^Scary. The plane doing the opposite of what is required and in a way that leaves the plane to nose dive, plus this happens for a control that is mostly used when landing!!! There were quite a lot of fatal accidents and close calls attributed to that. I guess the timing of these MAX accidents and the perceived 'shadiness' is what makes it such a bigger deal?
The Seattle Times found that the left switch on the 737 NG model is capable of deactivating the buttons on the yoke that pilots regularly press with their thumb to control the horizontal stabilizer. The right switch on the 737 NG was labeled “AUTO PILOT” and is capable of deactivating just the automated controls of the stabilizer.
Yep. I wonder if they got this right. I think the "master" (left) switch should probably kill the motor, completely. But I suppose it might just disconnect the pilots' controls, in case of a button/switch fault, so that the autopilot can still be used? And the other switch USED to enable/disable just the FCC/autopilot control over the motor. If I understand the article, correctly, both switches now cut all motorized trim movement. 00, 01, 10 all mean the motor is disabled. 11 = motors enabled and accessible to pilot manual trim button, autopilot, and MCAS. It's funny that they can't remove a switch due to red tape, but they can apparently rename it?
In any emergency, it seems you never do anything but cut both switches, so it shouldn't have any immediate effect on an emergency. But it means that after stabilization, a fault of any of these 3 controls means you can't re-enable any of the others after, say, further troubleshooting and/or call with maintenance crew. But I agree with the Times that if the pilots had the ability to flip off just MCAS/autopilot control and leave the manual trim buttons intact, and they knew this was available, that ET302 esp might have been ok. I think I posted something to that effect a week ago. These pilots apparently knew what they were doing when flipping stab trim back on, but maybe weren't prepared for the immediacy/scale of the MCAS response or the enormity of how much manual trim they really needed to apply, in addition to allowing the plane get too fast for the condition and not knowing or anticipating the effect that had on trim and elevator control of the plane. It sure seems like they were trying to fix the trim with the wheel and would surely have enabled only the manual trim control buttons if they had and were aware of that option. They had at that point realized there was a left alpha vane malfunction.

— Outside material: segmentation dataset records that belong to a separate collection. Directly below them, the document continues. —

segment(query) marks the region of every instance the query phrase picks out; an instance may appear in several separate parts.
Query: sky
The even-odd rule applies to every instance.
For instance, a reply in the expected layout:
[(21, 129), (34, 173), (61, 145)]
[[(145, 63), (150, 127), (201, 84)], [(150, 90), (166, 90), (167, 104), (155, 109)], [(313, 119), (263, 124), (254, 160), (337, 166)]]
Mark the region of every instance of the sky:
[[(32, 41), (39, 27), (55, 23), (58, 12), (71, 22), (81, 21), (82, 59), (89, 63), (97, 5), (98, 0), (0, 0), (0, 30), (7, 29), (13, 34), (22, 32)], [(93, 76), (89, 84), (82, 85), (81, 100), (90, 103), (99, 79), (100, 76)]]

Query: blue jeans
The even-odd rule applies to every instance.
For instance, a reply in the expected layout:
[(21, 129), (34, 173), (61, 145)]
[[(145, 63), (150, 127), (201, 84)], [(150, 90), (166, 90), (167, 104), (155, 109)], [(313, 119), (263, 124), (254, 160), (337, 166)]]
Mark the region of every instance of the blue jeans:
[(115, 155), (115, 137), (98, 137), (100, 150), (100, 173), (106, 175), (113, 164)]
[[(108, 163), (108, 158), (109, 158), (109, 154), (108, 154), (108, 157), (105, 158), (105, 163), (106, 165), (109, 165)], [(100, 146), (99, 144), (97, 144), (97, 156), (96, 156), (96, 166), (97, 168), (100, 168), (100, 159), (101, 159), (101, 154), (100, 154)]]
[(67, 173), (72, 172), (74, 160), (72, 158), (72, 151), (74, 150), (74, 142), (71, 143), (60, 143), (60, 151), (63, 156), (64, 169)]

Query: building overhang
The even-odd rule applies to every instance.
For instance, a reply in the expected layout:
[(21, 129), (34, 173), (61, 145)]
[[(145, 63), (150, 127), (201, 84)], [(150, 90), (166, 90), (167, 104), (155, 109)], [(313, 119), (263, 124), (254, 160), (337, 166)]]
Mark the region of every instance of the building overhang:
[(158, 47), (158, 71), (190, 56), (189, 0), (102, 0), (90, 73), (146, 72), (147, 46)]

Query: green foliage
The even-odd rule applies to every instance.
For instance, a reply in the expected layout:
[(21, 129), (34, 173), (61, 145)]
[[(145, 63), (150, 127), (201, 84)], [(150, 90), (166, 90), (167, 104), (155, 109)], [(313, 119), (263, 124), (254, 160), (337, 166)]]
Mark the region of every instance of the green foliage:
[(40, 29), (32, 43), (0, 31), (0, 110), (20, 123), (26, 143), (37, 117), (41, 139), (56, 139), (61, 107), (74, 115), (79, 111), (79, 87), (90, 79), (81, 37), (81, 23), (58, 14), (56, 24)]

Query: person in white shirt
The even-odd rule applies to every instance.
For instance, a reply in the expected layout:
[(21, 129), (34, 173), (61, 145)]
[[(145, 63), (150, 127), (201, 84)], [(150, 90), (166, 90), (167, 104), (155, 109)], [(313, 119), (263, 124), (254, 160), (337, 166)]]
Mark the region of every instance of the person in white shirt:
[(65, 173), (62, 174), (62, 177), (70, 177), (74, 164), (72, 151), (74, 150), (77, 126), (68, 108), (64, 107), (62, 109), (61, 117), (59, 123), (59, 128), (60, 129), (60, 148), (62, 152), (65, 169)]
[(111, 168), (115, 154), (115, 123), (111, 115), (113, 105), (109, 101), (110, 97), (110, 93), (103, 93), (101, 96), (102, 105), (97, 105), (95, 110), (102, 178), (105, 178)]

One thing that seems obvious in hindsight is some sort of notification when MCAS is activated. It might have just gotten lost in the other noise, stick shakers, clacker alerts, ground proximity warnings. But it is evident that when a plane is crashing, pilots don't necessarily look straight down between the seats. I imagine if they even heard/noticed the trim moving, they both thought the other pilot was trimming UP. If they had been aware, I bet even GoJ's "Playstation pilot" takes some corrective action, hopefully in time.
"uncommanded movement of the {737} aircraft's rudder". It was the same actuator valve as the elevator... so much for hydraulics being reliable.
Wonder if the extreme control surface forces/pressures in these accidents might be revealing some new, still unknown fault in the hydraulics?
Totally unrelated one of the strangest accidents I have come across. The ghost flight.
5 seconds too late, maintenance guy, "oh, yeah. Hey, can you check that switch I might have forgotten to flip back?"
Everyone in the plane puts on an oxygen mask except the pilots?
Autopilot continues doing its thing, ascending to 40,000 feet, even when the cabin has no pressure?
Flight attendant wakes up and is actually a pilot. But the fuel runs out 10 seconds, later?